He also conceded that he had only seen the face of the appellant from the eyes downwards and that he had said to the police that he was not sure as to whether he would have been able to identify the person Madora again. However it only became clear to him after the appellant had approached him in the police cells at Athlone where the appellant apologized for having shot at him, that Adams was convinced of the identity of the appellant as Madora. The magistrate correctly approached the facial identification of the appellant by Adams with the necessary caution given the circumstances in which the incident had taken place and the limited opportunity for the observation of the assailant by Adams. However the name Madora which was given to the police during the course of the investigation was clearly linked to that of the appellant from not only the personal knowledge of the three police officers who knew the appellant as a member of the gangs in Manenberg but also as the name that was recorded on the criminal profile of the appellant. The magistrate was satisfied that the police officers had correctly linked the appellant to the name Madora. Moreover, Adams had testified that he had seen the "YA" tattoo mark on the inner arm of the appellant. The tattoo mark accorded with that which the court observed on the appellant's arm in the court. The court found that the observation supported Adams identification of the appellant. In the assessment of all the evidence of the state the court was satisfied that there was sufficient corroboration by the police with regard to the identification of the appellant as "Madora" and that of Adams's evidence as having seen the person Madora shot at him and the deceased.
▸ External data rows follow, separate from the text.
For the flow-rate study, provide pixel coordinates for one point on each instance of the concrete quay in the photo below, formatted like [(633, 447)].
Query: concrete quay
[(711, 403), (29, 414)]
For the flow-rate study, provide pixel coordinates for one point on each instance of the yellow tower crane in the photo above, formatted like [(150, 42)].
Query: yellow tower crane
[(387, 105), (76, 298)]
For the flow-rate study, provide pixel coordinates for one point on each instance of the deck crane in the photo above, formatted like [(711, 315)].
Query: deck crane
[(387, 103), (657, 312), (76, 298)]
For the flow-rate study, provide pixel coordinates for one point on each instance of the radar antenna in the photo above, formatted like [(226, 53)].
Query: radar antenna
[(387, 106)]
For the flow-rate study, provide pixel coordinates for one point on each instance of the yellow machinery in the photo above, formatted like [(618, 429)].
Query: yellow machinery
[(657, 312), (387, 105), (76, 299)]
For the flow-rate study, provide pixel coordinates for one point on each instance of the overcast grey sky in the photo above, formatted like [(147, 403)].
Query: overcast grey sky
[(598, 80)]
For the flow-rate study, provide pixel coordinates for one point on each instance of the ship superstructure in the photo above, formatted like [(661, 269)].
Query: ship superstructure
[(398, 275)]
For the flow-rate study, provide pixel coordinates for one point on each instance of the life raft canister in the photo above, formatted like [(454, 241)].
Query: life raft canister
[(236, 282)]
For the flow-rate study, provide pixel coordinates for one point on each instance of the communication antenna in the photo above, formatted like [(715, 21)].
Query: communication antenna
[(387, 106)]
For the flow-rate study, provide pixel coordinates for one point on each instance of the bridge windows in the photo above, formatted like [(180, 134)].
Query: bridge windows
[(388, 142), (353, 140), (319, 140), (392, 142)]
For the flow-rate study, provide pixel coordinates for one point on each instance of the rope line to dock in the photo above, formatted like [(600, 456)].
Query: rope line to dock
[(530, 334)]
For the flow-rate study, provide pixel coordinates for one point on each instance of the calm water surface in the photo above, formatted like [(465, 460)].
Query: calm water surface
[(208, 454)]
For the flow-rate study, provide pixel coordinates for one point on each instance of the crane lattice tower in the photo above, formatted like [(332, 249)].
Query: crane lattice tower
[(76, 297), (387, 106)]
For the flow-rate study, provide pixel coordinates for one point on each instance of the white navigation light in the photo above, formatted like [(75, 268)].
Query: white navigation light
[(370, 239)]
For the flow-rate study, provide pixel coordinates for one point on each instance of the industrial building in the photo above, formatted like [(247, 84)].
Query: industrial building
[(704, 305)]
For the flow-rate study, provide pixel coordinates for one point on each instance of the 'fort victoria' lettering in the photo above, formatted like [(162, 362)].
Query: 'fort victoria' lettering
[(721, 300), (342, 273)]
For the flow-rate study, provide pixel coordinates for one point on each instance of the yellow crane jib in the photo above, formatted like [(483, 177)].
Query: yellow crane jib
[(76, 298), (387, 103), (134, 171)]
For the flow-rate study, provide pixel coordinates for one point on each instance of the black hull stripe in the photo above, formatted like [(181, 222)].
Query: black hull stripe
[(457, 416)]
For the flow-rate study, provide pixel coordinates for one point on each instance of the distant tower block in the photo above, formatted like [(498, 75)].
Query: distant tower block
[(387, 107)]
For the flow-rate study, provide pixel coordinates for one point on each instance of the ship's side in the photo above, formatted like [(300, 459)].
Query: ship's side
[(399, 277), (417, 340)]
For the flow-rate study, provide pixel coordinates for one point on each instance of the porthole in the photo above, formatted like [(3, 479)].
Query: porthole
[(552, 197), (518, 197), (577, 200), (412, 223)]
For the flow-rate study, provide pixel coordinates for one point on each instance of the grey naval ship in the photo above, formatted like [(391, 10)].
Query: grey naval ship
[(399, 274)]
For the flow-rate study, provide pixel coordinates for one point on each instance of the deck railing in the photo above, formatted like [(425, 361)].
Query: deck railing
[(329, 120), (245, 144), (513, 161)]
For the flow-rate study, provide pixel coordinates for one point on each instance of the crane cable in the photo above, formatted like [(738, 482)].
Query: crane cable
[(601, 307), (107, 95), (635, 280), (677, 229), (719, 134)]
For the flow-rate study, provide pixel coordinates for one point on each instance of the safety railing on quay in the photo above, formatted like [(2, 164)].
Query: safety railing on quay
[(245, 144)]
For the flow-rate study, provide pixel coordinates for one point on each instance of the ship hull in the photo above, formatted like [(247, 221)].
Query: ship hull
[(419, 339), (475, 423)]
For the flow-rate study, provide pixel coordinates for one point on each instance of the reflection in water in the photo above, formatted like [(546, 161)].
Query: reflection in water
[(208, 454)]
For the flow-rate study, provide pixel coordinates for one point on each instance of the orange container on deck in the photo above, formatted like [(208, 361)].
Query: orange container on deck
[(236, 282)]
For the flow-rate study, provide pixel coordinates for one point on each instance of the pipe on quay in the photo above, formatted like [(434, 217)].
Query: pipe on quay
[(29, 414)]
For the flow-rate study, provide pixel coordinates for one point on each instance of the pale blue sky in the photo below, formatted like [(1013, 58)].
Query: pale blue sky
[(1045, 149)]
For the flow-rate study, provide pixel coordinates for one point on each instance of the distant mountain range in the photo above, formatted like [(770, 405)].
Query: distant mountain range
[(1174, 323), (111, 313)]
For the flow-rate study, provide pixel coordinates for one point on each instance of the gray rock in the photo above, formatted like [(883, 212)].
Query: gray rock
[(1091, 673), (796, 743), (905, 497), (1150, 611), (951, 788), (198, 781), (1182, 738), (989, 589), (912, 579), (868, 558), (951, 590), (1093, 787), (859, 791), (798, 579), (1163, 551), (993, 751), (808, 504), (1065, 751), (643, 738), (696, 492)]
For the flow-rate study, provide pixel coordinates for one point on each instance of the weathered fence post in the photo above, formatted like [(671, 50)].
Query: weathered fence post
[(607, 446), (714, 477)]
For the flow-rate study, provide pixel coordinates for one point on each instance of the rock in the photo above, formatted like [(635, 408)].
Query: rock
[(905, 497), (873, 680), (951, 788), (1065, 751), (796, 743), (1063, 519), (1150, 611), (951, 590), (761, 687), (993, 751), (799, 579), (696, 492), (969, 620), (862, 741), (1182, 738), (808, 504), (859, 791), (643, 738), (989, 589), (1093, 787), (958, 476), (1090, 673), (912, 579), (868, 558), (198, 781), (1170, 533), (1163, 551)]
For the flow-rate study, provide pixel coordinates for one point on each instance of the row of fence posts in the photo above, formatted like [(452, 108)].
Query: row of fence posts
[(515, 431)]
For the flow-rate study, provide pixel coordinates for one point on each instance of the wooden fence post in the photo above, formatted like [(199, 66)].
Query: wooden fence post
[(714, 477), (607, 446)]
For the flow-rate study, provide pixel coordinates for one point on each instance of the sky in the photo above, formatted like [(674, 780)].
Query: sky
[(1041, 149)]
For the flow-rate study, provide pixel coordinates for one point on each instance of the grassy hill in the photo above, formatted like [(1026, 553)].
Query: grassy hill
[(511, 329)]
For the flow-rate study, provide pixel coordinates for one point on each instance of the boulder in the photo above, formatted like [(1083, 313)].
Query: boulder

[23.] However in the face of all the evidence of the state the appellant elected not to testify. The question arises therefore is whether the state had successfully placed sufficienct evidence before the court to secure a conviction on the evidence of only the state witnessess. In this regard see S v Budda & Others 2004 (1) SACR 9 (T) in which the following were stated:

"Yet there are, as has been held by the Supreme Court of Appeal and the Constitutional Court, limits to this right (to silence)There comes a stage in a prosecution where an accused has a duty to tell her or his story or to lead other evidence, which would show that, for example^ the denial of participation is reasonably possibly true. The question is, of course, whether that stage has been reached in this case."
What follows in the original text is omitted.